Emily Freeman –Grace for the Good Girl

I walked out on a steering meeting the other day. I could feel the edges of my mask beginning to peel off with the perspiration that I would be found out. For the last eight years–I have painstakingly made the mask of perfection: being the dependable one, being the tough one, being the go-to girl in all situations.

That afternoon as I stared out into the cloudy fog, the contents of the meeting scattered my thoughts as I sifted through childhood memories trying to  pinpoint any one given moment when I first tried on my mask. Maybe you can relate? Maybe you see a woman who has it together: the perfect marriage, the great career, sweet kids? She is dependable, loved, and is known for being the good girl.

I wanted to be her. Even as a little girl, I was drawn to women who wore well tailored dresses and heels, who smiled with grace, who were good–inside and out, and at everything she did. I wasn’t ever the good girl, somewhere between thinking ill of others and making monumental mistakes, I lost her. And just when I thought I found her, family and friends (intentionally and unintentionally) applied “bad girl” to my identity…and it stuck.

So I picked up my mask and pretended to be someone else. Yet, that morning at the meeting as we discussed the themes and theology in the book, Grace for the Good Girl, I could feel my resolve beginning to crumble and fear of being found out made me run.


And then I heard it, a whisper seeping into the depths of my soul, “Mercy comes with grace.” You’ve accepted mercy but have been hiding behind shame instead of accepting grace.” I had exchanged grace to carry guilt,  I was allowing my past to define me. This evening as I sipped my coffee, sitting in the still of the quiet, I took off my masks, one by one to find me underneath.

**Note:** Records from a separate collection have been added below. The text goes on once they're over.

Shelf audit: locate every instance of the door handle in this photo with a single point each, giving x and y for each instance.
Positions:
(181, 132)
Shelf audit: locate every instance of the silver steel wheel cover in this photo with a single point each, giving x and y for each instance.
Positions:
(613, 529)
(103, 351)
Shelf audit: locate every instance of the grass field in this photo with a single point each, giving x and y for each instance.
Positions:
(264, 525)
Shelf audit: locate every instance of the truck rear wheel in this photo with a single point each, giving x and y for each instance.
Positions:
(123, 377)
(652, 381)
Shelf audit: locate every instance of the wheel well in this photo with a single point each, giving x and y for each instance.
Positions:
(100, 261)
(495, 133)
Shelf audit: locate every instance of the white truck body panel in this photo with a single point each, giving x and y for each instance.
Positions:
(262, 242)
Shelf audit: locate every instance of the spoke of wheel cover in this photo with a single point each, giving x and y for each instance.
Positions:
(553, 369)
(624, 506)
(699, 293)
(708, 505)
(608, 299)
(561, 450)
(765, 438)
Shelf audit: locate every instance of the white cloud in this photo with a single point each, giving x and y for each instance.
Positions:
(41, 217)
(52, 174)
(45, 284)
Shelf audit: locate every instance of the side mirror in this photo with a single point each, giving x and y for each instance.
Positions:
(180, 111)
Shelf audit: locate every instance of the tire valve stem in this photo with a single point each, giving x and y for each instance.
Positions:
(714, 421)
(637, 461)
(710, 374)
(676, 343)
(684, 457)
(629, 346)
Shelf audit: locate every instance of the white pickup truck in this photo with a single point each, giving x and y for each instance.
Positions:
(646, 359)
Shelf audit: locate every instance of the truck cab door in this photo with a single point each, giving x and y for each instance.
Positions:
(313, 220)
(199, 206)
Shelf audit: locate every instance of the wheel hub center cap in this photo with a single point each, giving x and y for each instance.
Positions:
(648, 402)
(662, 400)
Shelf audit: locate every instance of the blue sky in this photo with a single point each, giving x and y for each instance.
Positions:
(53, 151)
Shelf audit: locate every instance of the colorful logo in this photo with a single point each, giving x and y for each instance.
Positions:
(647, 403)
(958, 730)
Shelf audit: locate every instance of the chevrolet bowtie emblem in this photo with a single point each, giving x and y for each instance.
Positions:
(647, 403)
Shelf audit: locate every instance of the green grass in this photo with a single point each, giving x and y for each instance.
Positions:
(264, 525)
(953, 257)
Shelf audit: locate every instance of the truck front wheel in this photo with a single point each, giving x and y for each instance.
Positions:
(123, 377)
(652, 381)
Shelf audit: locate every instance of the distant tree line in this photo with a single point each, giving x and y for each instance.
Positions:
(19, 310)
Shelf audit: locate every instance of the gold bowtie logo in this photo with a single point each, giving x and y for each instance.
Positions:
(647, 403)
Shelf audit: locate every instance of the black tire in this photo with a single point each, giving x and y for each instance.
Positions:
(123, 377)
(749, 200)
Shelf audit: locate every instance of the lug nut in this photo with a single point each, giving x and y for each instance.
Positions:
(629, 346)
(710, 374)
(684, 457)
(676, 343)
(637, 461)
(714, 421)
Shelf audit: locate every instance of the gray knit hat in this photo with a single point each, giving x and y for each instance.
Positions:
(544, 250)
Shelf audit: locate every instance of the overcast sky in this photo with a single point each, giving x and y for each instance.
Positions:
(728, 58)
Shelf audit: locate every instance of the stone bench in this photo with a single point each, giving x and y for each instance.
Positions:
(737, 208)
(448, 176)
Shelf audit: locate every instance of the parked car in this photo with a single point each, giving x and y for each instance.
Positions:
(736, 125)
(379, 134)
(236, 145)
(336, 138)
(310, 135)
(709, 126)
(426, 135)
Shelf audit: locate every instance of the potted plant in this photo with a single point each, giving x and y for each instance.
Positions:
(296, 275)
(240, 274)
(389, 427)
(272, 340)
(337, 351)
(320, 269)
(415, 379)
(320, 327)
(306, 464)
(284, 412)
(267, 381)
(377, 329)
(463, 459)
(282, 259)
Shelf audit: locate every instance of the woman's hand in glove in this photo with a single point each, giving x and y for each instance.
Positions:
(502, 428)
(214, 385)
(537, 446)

I don’t want to be “her” anymore.

I don’t want to be the woman racked with shame for past mistakes.

I am no longer the woman with the arrest record.

I am not the girl who got knocked up in high school.

I am not the girl who can’t seem to stick to a work-out routine.

I am no longer the woman riddled with imperfections of not being on time.

The masks will never disappear completely, this I know; already I’m itching to pick up the perfectionist-good girl mask. But I’ve tasted freedom in resting my identity in who I was created to be and that’s where I want to stay.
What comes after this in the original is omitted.